Large language models (LLMs) have pushed the limits of natural language understanding and exhibited excellent problem-solving ability. Despite the great success, most existing open-source LLMs (eg. LLaMA-2) are still far away from satisfactory for solving mathematical problem due to the complex reasoning procedures. To bridge this gap, we propose MetaMath, a fine-tuned language model that specializes in mathematical reasoning.

Specifically, we start by bootstrapping mathematical questions by rewriting the question from multiple perspectives without extra knowledge, which results in a new dataset called MetaMathQA. Then we fine-tune the LLaMA-2 models on MetaMathQA.
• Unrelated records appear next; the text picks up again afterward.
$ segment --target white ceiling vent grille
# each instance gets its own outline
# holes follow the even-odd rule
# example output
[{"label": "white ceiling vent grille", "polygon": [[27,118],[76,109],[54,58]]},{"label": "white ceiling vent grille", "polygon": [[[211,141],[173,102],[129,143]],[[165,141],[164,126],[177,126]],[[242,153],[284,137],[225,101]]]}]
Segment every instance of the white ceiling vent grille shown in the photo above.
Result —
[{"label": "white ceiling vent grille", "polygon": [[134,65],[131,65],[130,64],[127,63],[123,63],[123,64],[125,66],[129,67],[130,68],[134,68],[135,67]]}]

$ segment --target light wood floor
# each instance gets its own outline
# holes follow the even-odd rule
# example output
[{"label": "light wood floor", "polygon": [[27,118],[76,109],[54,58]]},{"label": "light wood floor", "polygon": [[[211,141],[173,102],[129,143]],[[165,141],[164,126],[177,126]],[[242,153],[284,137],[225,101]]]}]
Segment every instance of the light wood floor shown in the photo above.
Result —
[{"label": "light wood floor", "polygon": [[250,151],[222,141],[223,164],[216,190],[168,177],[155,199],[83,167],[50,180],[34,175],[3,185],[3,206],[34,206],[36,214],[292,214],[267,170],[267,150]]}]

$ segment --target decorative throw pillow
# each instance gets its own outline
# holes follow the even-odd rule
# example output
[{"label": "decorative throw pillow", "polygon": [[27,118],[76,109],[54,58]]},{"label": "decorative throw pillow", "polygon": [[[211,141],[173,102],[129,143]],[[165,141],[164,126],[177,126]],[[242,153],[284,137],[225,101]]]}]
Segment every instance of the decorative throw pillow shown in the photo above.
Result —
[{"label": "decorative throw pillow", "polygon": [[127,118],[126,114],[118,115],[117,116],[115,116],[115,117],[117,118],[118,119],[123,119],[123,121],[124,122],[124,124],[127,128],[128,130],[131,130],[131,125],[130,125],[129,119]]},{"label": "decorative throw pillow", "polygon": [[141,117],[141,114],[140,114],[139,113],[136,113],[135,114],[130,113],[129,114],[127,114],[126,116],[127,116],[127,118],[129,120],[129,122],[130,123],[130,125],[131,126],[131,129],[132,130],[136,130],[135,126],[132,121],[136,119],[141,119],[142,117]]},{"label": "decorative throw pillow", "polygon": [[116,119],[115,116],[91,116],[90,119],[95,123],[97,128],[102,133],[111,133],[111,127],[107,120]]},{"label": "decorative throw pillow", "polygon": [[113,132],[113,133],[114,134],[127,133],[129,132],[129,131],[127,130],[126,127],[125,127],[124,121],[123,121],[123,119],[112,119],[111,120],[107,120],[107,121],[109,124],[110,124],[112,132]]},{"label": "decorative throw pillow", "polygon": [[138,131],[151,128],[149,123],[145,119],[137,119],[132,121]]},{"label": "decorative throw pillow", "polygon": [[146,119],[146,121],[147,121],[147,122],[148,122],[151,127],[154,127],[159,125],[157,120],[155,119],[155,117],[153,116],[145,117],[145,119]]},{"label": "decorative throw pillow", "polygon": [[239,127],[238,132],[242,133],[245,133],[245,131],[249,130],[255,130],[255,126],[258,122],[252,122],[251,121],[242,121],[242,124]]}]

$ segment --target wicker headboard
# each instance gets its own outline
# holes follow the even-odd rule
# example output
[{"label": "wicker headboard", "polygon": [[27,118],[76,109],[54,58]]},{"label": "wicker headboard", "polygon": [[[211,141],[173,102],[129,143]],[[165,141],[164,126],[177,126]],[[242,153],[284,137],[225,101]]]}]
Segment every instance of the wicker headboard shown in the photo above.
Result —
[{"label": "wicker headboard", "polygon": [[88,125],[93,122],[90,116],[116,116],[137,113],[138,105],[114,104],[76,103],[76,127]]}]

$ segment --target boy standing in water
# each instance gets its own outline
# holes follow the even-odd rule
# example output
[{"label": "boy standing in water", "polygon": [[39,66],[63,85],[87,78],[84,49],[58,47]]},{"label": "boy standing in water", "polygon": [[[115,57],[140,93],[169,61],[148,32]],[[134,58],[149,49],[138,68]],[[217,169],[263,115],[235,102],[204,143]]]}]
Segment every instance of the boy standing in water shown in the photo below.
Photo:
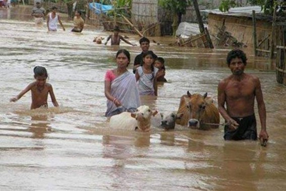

Experimental results on two popular benchmarks (ie. GSM8K and MATH) for mathematical reasoning demonstrate that MetaMath outperforms a suite of open-source LLMs by a large margin. Our MetaMath-7B model achieves 66.4% on GSM8K and 19.4% on MATH, exceeding the state-of-the-art models of the same size by 11.5% and 8.7%. Particularly, MetaMath-70B achieves an accuracy of 82.3% on GSM8K, slightly better than GPT-3.5-Turbo.

We release all the MetaMathQA dataset, the MetaMath models with different model sizes and the training code for public use.